La vertenza è stata quindi decisa nella riunione del 16.02.2017, previa audizione del solo calciatore comparso, con l’assistenza del proprio difensore, e che per mero tuziorismo ha confermato di avere personalmente sottoscritto il ricorso introduttivo.

Premesso che non poteva trovare accoglimento la preliminare istanza di tutela cautelare in quanto carente di presupposti sia sotto il profilo del fumus boni juris che del periculum in mora, l’appello viene rigettato in quanto infondato.

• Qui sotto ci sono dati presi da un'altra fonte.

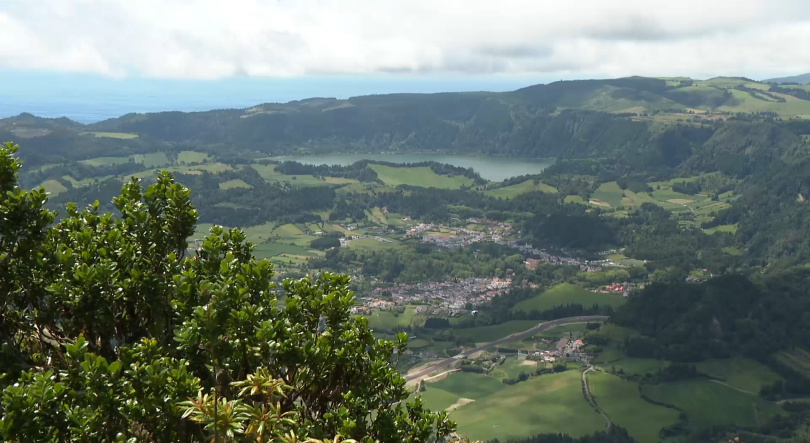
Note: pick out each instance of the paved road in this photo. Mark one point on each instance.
(590, 399)
(519, 336)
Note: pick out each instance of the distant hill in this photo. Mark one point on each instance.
(571, 119)
(802, 79)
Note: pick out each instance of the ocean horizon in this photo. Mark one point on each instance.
(89, 98)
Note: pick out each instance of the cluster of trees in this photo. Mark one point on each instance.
(726, 315)
(358, 171)
(616, 434)
(110, 332)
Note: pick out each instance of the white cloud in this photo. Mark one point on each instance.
(214, 39)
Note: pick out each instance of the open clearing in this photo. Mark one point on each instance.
(711, 404)
(152, 160)
(234, 184)
(565, 294)
(619, 399)
(422, 176)
(680, 201)
(122, 135)
(53, 187)
(549, 403)
(741, 373)
(189, 157)
(798, 359)
(485, 334)
(512, 191)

Invero, con l’unico motivo di gravame si reitera in questa sede l’eccezione di improcedibilità e/o inammissibilità del giudizio che la CAE ha rettamente disatteso in quanto l’Ordinamento, anche generale, consente di disconoscere la propria sottoscrizione, ma non già di mettere in dubbio la firma di controparte (in questo caso apposta nel ricorso introduttivo del giudizio). Secondo, infatti, l’orientamento consolidato (da ultimo Cass. N. 23669/2015) solo il presunto autore della firma ne può contestare l’autenticità, dichiarando che non è la propria (senza peraltro bisogno di dimostrarlo); non spetta, invece, all’altra parte impugnare tale sottoscrizione, anche se consapevole che ad apporla è stato un altro soggetto. La questione, per di più, risulta superata dalla precisazione contenuta nella dichiarazione resa dal calciatore a verbale dell’adunanza tenutasi il 16.2.2017, ragion per cui, a fronte dell’unico infondato motivo di gravame sussistono i presupposti per l’accoglimento della domanda avanzata dalla difesa del calciatore di condanna dell’appellante al pagamento sia di una somma a titolo di sanzione per lite temeraria ex art. 16, comma 5 CGS, sia alla refusione delle spese di lite.

P.Q.M.

Il Tribunale Federale Nazionale – Sezione Vertenze Economiche,

rigetta il reclamo proposto dalla Società SSDARL FC Grosseto e, per l’effetto, conferma l’impugnata decisione della C.A.E. – L.N.D.

Liquida in favore del calciatore Palumbo Vittorio l’importo complessivo di € 700,00 (Euro settecento/00) oltre oneri di legge se dovuti, di cui € 200,00 (Euro duecento/00) a titolo di

 

refusione di spese di lite ed € 500,00 (Euro cinquecento/00) a titolo di lite temeraria ai sensi dell’art. 16, comma 5 CGS, ponendo entrambe le somme a carico della Società reclamante. Ordina incamerarsi la tassa.